Ride Of The Week 07/4/2022: Bob Bachman's 1969 GTO Restomod


YOU CAN GO HOME AGAIN

I’m jealous of those people who have managed to hold on to their first car. I’m just as envious of those folks who’ve let a car go and found their way back to it. That is the story of Bob Bachman and his 1969 GTO.


Bob is both the 2nd and 5th owner of this car. He purchased it in 1973 as a high school student and drove it daily as an upperclassman. But the new 1974 models were calling to him, so he proudly traded the car on a brand-new GTO, on the x body platform.


When he showed up with the new car to pick up his then-girlfriend, she was not pleased. “This car’s ugly, she said, where’s the green GTO,” Bob described his now-wife’s first reaction to his first new car purchase. She really loved that ’69 and spent the first couple of decades of their marriage searching for the car. And as the story goes, she found it, sitting in a field, which is what probably saved it.

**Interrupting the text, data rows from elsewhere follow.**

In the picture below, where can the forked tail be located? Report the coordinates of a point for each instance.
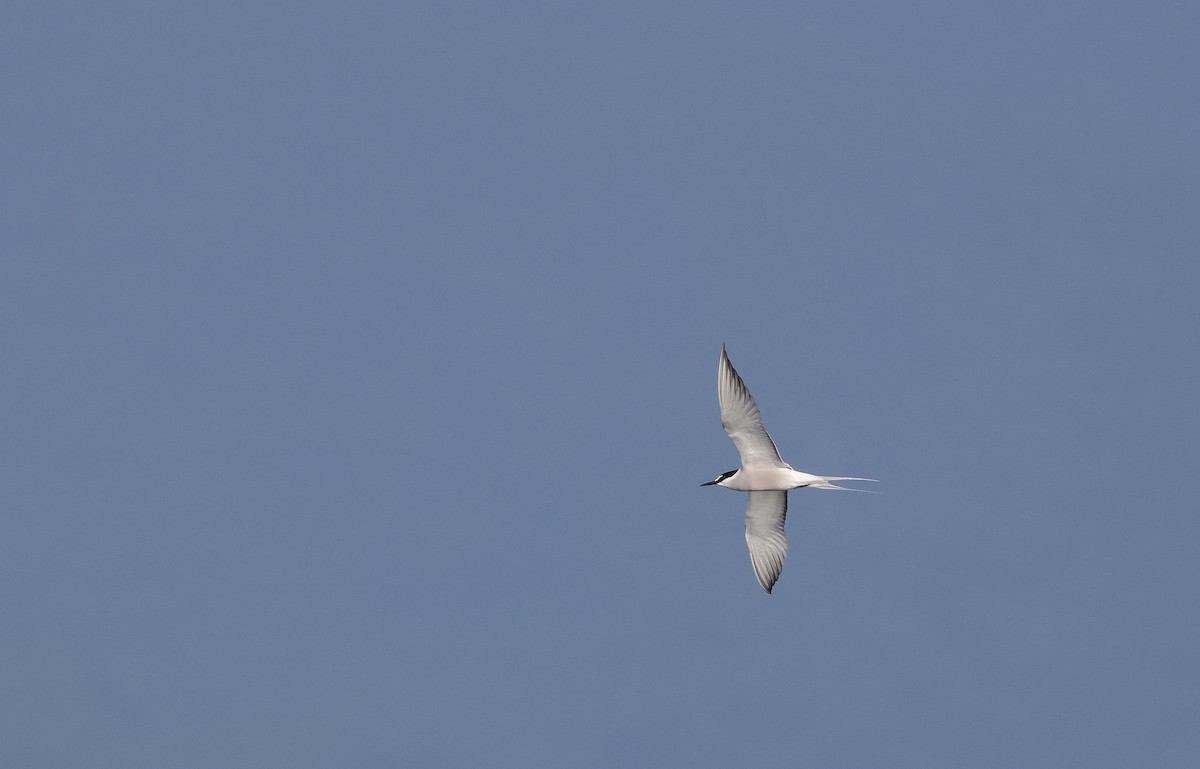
(825, 482)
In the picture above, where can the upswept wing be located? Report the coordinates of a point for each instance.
(741, 418)
(766, 514)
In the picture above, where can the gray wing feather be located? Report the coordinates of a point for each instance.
(741, 418)
(766, 514)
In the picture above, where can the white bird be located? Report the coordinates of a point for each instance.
(763, 474)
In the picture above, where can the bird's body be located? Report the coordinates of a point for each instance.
(763, 474)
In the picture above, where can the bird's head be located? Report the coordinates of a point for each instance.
(723, 476)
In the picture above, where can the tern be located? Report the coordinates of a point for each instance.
(763, 475)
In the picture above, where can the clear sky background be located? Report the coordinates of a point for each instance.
(359, 379)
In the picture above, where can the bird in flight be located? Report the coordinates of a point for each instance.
(763, 475)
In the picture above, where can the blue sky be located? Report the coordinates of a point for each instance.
(360, 379)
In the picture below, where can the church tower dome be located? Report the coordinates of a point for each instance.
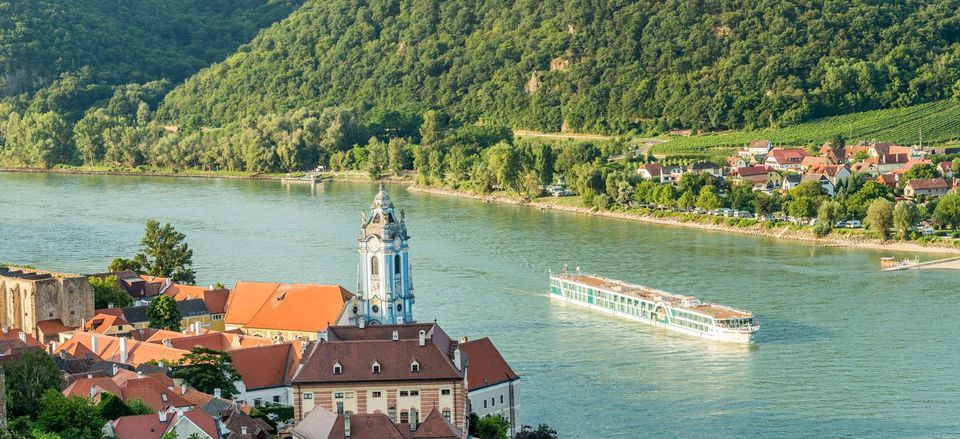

Turns out, the next owner of the car was a Penn State college student. During his tenure as owner, it spun a bearing and was left sitting in a service station parking lot in the mid-80s where the next owner happened upon it. Noticing that it was a true ‘242’ car, meaning that the VIN tag indicated factory GTO status, he bought it with the intent of restoring it. However, it languished in a field until the Bachmans found it.


From there it was a 13-year process to remake the GTO into Bob’s dream car. “Why restore a car with yesterday’s parts,” Bob remarked. He set out to make the car a modern driver, with UMI suspension components, a Legend 5-speed backing up the 406 ci V8 with FiTech EFI. It’s finished in the original Pontiac Limelight Green and a NOS vinyl top.


There are only two things that Bob didn’t update on the GTO. One was the T-handle he installed on the shifter back in 1973 when he first got the car. The other, were the scratches on the rear glass. “I thought about replacing the window, but I made those scratches.” Bob was late for school one cold morning in 1974 and didn’t have an ice scrapper. So, he used a puddy knife to get the frost off the rear window. Thus, the scratched remain as a reminder.